Recrio-me e por vezes, tantas vezes, minto consciente, tão consciente que até eu acredito nas histórias que conto, nos retratos de experiências passadas, verdadeiras ou inventadas, pois serão essas as únicas conclusões a que o meu ilustre leitor pode aspirar.
Há quem lhe chame imaginação, outros criatividade, e ainda outros, os mais controversos, manipulação que tantas vezes confundem com persuasão.
Hoje, como ontem, ou amanhã, são bons dias para me deleitar na imaginação de recrear ambientes suaves, prazeres ideais, imiscuir-me de guerrilhas inúteis, competições balofas, e sempre, como uma vez escrevi sem saber porque motivo, viver sempre amando e nunca a mando.
Recomeça pois a minha actividade de vendedor de palavras. Iniciei-a com um post dinâmico e insinuador “Queres?”mas que, no entanto, termina de forma terna e meiga, no pressuposto fantástico, que da comunhão das almas se consegue a variedade cúmplice dos comportamentos.
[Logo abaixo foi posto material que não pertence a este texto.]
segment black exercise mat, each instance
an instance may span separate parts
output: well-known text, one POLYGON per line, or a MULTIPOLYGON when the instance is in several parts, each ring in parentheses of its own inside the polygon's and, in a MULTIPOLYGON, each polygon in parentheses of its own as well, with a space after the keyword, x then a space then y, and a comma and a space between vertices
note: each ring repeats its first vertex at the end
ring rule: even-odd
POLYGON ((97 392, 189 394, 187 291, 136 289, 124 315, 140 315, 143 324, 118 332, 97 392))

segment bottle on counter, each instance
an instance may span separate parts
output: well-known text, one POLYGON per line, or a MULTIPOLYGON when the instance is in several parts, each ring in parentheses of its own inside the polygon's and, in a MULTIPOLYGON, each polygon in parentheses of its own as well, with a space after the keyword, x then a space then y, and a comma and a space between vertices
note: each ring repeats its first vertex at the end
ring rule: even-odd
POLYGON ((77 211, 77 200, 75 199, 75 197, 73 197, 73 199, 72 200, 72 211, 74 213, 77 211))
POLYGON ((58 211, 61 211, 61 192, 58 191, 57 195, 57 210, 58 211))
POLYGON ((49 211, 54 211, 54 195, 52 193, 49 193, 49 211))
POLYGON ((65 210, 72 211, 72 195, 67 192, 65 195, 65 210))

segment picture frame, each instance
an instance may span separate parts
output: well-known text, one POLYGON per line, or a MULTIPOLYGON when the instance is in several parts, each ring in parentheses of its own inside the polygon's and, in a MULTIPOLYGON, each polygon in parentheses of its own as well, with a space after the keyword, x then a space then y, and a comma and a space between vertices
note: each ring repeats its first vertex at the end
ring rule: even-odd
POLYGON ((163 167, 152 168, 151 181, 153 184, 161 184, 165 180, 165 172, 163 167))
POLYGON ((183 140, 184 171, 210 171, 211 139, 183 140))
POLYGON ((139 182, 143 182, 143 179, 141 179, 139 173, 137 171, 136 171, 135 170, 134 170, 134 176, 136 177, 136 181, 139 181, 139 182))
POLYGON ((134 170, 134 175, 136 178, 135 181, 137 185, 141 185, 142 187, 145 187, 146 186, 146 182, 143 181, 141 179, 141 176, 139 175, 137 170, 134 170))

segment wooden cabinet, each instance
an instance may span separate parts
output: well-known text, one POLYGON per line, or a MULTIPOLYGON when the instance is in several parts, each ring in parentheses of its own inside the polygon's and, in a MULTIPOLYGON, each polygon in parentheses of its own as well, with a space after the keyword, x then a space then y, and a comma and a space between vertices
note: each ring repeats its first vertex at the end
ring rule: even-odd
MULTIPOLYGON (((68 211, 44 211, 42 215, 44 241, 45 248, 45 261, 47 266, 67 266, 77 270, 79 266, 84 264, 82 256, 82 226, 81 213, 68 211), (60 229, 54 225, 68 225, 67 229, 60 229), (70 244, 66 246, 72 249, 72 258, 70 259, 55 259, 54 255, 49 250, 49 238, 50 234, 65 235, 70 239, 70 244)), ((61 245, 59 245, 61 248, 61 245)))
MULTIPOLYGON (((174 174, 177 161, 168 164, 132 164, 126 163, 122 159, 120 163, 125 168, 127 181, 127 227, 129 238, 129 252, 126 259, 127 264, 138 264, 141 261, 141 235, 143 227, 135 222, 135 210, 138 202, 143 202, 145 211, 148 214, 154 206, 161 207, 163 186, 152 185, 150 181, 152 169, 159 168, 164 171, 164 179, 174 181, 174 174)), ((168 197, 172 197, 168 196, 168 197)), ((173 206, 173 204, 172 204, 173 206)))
Das formas de poder que mais aprecio observar é o resultante da cumplicidade, da partilha, das brutais e diferenciadas personalidades do homem e da mulher. Também dessa observação aspiro um dia consegui-lo, esse poder, tranquilamente.
Doutras coisas aprecio. Sem a gula de o compreender, o imprevisto, o inesperado, dá-me o condimento necessário para que possa viver a vida em paz, na certeza absoluta de que um dia, quando me julgar capaz de a compreender, serei um inútil.
Recomeça pois a minha vida, cansado porque as férias foram curtas, mas com um prazer enorme de me julgar um bom vendedor.